« La plus grande levée de fonds jamais réalisée par une startup française : bravo à toutes les équipes de @Mirakl qui font rayonner la French Tech ! » @EmmanuelMacron. En un tweet, le Président de la République a adoubé la start-up Mirakl au rang de champion français de la French tech. En exclusivité pour Forbes, son président Philippe Corrot revient sur l’incroyable sucess story de Mirakl.

Votre dernière levée de fonds record fait de vous le nouveau champion de la french tech. On vous surnomme le Salesforce français.


Philippe Corrot : C’est très flatteur. Chez Mirakl, nous ne faisons pas tout à fait le même métier que Salesforce. Nous sommes éditeurs de logiciels mais seulement pour les plateformes de e-commerce. Cependant la comparaison avec Salesforce dit beaucoup chose sur notre entreprise que ce soit en termes de croissance ou de convictions.

Votre conviction, c’est que l’avenir du e-commerce, ce sont les plateformes ?

PC : Exactement. En 2006, avec mon associé Adrien Nussembaum, on a créé une première marketplace dans les jeux vidéo, Spiltgames, que l’on a revendue en 2008 à la Fnac. Très rapidement, cette plateforme a servi à l’enseigne à tester l’intérêt de ses clients pour tous ses nouveaux produits avant de les introduire dans les magasins.

C’est à ce moment que j’ai pris conscience de l’incroyable potentiel des plateformes de e-commerce. D’autant que les grands acteurs mondiaux ont commencé leur incroyable conquête du monde, Amazon, Alibaba, Airbnb, Uber ou encore Rakuten.

Toutes avaient compris que l’avenir de l’e-commerce n’était pas de vendre ses produits en ligne, mais d’offrir un écosystème autour de sa marque. Créer des sites commerciaux intermédiaires entre clients et fournisseurs, sans stocks ni entrepôt. Ils ont connu une incroyable expansion ces dernières années et représentent aujourd’hui 60 % du commerce en ligne.

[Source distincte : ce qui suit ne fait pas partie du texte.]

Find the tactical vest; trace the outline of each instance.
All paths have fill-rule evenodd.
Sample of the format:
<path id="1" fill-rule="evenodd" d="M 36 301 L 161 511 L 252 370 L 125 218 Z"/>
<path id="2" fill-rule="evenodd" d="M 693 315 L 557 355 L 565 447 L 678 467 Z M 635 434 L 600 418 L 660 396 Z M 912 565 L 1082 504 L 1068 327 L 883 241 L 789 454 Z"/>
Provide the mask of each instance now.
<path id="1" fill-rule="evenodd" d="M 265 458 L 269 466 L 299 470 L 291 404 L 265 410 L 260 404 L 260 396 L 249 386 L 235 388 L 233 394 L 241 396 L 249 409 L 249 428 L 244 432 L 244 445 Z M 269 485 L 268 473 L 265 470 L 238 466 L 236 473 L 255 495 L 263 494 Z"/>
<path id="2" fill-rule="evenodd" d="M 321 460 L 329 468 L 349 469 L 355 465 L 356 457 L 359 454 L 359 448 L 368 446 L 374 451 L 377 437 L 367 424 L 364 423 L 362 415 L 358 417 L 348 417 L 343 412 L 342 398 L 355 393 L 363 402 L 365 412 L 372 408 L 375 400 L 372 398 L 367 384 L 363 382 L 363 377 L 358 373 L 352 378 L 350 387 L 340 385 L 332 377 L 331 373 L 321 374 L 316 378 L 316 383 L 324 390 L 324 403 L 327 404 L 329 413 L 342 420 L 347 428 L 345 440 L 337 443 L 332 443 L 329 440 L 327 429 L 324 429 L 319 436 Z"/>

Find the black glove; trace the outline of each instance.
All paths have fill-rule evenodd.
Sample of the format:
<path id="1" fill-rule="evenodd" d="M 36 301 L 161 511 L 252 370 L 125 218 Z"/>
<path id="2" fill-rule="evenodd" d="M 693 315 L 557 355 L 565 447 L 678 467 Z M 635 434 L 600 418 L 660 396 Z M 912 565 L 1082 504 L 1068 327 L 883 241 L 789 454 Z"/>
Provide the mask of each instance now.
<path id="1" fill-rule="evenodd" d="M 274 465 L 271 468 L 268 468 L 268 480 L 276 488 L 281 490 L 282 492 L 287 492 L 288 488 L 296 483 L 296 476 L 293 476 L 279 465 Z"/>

En 2011, nous avons créé Mirakl pour permettre à tous les commerçants d’entrer en compétition avec les géants du e-commerce, voire de ne plus dépendre d’eux. Forts de notre expertise, nous avons inventé des solutions logicielles innovantes de marketplace, de dropship et de développement d’écosystèmes.

Qui sont vos clients ?

PC : On travaille pour les Galeries Lafayette, Darty/Fnac, Carrefour mais aussi Walmart ou Bestbuy aux États-Unis. Nous avons plus de 350 clients qui représentent un volume d’affaires de près de 3 milliards de dollars que lequel nous prélevons un pourcentage des ventes réalisées par ses clients.

Nous faisons 40 % de notre activité en Europe, 40 % aux Etats-Unis et le reste dans le monde. Chez Mirakl, nous vendons une solution SaaS (software as a service) avec une technologie de pointe mais aussi des équipes et des experts qui assurent le succès des projets de nos clients. C’est cette expertise qui a fait de nous le leader mondial.

Au premier semestre 2020, malgré la crise sanitaire, nous avons continué à croître. Nous avons conquis 25 nouveaux clients et lancé 18 marketplaces qui ont enregistré en hausse de 111 % pour un chiffre d’affaires, autour de 100 millions d’euros.

A quoi vont vous servir les 300 millions de dollars de votre dernière levée de fonds qui propulse Mirakl dans le monde des licornes, avec une valorisation de 1,5 milliard d’euros

Cette augmentation de capital de 300 millions de dollars (environ 255 millions d’euros), menée par le fonds international Permira et ses investisseurs historiques (83North, Bain Capital Ventures, Elaia Partners et Felix Capital), va nous permettre de recruter 1000 salariés sur les trois prochaines années, dont 300 ingénieurs dans l’Hexagone, répartis entre Paris et Bordeaux. Car nous sommes une entreprise française et notre siège social restera en France. Pour autant, notre objectif est d’accélérer notre développement à l’étranger, plus particulièrement en Asie, aux États-Unis et en Amérique latine.

Nous finalisons aussi le développement de notre nouveau produit Mirakl Connect, une « plateforme des plateformes » qui va faciliter la création de nouveaux sites grâce à l’utilisation de l’IA (intelligence artificielle), c’est-à-dire l’association optimisée des datas et des algorithmes. Elle est actuellement en version “beta” mais nous allons accélérer son développement pour permettre à nos clients de développer de nouvelles marketplaces. Le confinement provoqué par le coronavirus a montré que le commerce en ligne pouvait compenser, au moins en partie, la fermeture des magasins. Il n’y a pas un modèle économique qui ne va pas passer, à un moment, par une plateforme numérique.